In line 2, create a file that is used to bind the new network namespace. Line 8, staging the current namespace for later recovery. Then create a new network namespace and join it with the unshare name. This function binds the file created in line 2 to / proc/self/ns/net. Remember that the contents of / proc/self/ns/net have changed since the unshare system call.

All right, we just need to leave the current network namespace and return to the previous namespace using the setns system call on line 29. This is why we store the network namespace of the process on line 9.

Returning to the SetupNetwork function, let's move one of the devices to the namespace created by MountNewNetworkNamespace. Because the value of nsMountTarget is bound to the network namespace, which represents the namespace itself, we can specify the namespace using the file descriptor.

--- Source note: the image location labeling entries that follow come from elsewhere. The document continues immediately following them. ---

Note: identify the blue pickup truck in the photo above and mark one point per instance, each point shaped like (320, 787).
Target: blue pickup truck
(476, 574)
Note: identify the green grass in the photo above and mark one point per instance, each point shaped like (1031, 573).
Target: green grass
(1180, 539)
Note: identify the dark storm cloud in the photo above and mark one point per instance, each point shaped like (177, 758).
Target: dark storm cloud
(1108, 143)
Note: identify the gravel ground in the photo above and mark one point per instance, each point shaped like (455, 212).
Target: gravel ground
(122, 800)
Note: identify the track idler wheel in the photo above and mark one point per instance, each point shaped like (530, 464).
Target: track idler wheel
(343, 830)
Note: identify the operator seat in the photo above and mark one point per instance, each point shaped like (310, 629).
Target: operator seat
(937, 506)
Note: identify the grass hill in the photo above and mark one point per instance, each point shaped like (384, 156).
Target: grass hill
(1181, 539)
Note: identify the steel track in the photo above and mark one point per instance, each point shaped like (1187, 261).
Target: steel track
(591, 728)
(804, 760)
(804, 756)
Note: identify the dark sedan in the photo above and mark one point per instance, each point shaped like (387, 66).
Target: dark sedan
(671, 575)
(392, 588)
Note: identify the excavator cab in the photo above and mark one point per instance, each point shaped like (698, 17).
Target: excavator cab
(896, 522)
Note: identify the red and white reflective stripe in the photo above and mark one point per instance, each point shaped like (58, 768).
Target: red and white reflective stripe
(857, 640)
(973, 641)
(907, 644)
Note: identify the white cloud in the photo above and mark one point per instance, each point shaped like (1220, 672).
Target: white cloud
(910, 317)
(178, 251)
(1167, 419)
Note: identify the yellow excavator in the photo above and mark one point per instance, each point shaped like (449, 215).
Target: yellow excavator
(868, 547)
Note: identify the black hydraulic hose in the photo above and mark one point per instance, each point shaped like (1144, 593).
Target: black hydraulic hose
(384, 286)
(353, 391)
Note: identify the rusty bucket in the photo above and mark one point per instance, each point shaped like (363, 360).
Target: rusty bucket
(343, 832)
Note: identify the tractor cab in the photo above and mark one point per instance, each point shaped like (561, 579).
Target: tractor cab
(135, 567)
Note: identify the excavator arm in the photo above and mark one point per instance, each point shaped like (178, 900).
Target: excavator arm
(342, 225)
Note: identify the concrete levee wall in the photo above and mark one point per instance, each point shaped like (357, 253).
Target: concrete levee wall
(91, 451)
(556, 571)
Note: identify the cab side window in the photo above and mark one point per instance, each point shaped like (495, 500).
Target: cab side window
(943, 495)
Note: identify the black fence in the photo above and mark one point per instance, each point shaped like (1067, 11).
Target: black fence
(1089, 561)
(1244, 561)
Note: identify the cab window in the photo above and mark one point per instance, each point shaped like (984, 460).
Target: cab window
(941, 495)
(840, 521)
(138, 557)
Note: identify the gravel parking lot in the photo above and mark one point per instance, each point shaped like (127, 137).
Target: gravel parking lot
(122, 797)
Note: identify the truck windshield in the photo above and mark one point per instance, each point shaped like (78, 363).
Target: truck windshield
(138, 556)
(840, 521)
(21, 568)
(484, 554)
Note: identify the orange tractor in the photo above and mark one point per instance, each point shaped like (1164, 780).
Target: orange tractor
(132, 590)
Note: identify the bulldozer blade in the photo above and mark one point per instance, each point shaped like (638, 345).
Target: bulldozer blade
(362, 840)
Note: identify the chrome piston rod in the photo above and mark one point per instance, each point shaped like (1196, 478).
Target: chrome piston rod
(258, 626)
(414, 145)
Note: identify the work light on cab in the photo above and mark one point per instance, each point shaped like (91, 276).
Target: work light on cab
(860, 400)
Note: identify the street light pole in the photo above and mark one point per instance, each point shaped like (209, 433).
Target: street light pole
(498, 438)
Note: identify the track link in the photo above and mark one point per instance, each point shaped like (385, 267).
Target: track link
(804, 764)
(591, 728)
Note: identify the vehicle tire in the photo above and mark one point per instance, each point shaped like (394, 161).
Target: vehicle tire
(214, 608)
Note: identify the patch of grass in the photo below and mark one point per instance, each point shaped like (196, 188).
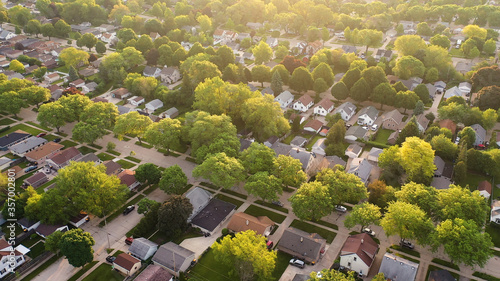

Well, we already have a pair of virtual Ethernet devices, one of which is in the host network namespace and the other in the new namespace.

Now, the only thing left to do is to configure the device in our new namespace. The problem is that the device is no longer visible in the network namespace of the host. Therefore, we need to add the namespace again with the SetNetNsByFile function (line 21). This function only calls setns on the given file descriptor. Note that we need the defer function unset to leave the container's network namespace at the end of the function.

The rest of the code (lines 22-43) now runs in the container's network namespace. First, rename the device in the container to eth0 (line 29), then associate it with a new IP (line 32), set the device (line 35), add a gateway to the device (line 38), and finally set the loopback (127.0.0.1) network interface. Now our network namespace is completely ready.

It is worth mentioning that setting 172.30.0.1 as the default IP of vessel0 bridge is not the best way, because this IP may have been used. This is just for simplification. Now your task is to do better and submit PR

Conclusion

We have learned that namespace is a feature of Linux. It isolates the global system resources of a group of processes, so it is the basic technology in most containers. In addition, we learned how to interact with namespaces in Go using unshare, clone, and setns system calls.

The article is not finished yet. We will discuss the federated file system in the next section. But now, let's try it and understand it in combination with the source code of vesel.

In addition, don't forget google's "Liz Rice" and watch her speech on containers.